I have some confusions regarding to Tensorflow input_shape.
Suppose there are 3 documents (each row) in "doc" defined below, and the vocabulary has 4 words (each sublist in each row).
Further suppose that each word is represented by 2 numbers via word embedding.
The program only works when I specify input_shape=(3,4,2) under a Dense layer. But when I use a LSTM layer, the program only works when input_shape=(4,2) but not when input_shape=(3,4,2).

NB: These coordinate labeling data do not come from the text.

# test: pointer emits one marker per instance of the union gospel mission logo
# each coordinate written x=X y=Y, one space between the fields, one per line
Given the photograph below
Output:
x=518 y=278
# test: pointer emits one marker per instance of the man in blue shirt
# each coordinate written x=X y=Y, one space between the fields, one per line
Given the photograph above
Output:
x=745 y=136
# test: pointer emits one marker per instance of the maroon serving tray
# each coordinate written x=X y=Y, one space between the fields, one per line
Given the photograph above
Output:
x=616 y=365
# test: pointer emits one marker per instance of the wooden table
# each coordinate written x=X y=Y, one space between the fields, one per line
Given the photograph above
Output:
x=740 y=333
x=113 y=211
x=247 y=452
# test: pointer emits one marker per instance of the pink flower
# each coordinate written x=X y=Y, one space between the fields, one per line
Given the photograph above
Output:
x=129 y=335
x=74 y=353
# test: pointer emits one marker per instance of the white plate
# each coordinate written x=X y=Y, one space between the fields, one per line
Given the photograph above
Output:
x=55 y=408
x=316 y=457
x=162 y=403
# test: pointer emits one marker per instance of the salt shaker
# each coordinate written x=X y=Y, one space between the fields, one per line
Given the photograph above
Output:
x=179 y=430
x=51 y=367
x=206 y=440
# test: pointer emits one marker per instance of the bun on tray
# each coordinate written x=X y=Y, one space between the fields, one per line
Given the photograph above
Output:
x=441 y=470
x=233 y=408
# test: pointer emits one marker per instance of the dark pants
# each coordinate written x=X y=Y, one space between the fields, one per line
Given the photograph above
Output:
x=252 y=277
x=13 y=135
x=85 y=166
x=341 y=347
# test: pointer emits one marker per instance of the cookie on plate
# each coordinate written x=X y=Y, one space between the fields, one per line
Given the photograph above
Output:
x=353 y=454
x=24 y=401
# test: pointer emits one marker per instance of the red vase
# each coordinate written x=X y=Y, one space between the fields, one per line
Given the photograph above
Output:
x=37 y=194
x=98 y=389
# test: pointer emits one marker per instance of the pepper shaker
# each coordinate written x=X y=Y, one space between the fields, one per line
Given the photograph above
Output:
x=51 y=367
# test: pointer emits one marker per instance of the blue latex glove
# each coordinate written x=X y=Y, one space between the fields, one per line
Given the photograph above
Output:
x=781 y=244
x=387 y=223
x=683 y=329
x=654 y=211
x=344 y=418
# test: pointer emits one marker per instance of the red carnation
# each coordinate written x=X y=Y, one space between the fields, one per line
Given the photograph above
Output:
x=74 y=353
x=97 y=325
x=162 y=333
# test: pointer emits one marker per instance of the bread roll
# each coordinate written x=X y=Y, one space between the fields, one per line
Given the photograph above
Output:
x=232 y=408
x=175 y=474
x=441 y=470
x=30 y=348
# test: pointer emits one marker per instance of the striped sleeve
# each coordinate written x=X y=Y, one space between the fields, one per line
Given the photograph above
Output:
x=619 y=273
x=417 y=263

So how to specify the input shape for such inputs? How to make sense of it?
from tensorflow import keras
from tensorflow.keras.models import Sequential
from tensorflow.keras.layers import Dense, LSTM
from tensorflow.keras.optimizers import Adam
from tensorflow.keras.metrics import categorical_crossentropy
doc=[
[[1,0],[0,0],[0,0],[0,0]],
[[0,0],[1,0],[0,0],[0,0]],
[[0,0],[0,0],[1,0],[0,0]]
]
model=Sequential()
model.add(Dense(2,input_shape=(3,4,2))) # model.add(LSTM(2,input_shape=(4,2)))
model.compile(optimizer=Adam(learning_rate=0.0001),loss="sparse_categorical_crossentropy",metrics=("accuracy"))
model.summary()
output=model.predict(doc)
print(model.weights)
print(output)
The input_shape
argument in a keras.layers.LTSM
layer expects a 2D array with a shape of [timesteps, features]
. Your doc
has the shape [batch_size, timesteps, features]
and therefore one dimension too much.
You can use the batch_input_shape
argument instead, if you want feed batch_size
, too.
To do so, you have just to replace this line of your code:
model.add(LSTM(2,input_shape=(4,2)))
With this one:
model.add(LSTM(2,batch_input_shape=(3,4,2)))
If you're setting a specific batch_size
in your model and then feed a different size other than 3 (in your case), you will get an error. Using input_shape
instead you have the flexibility to feed any batch size to the network.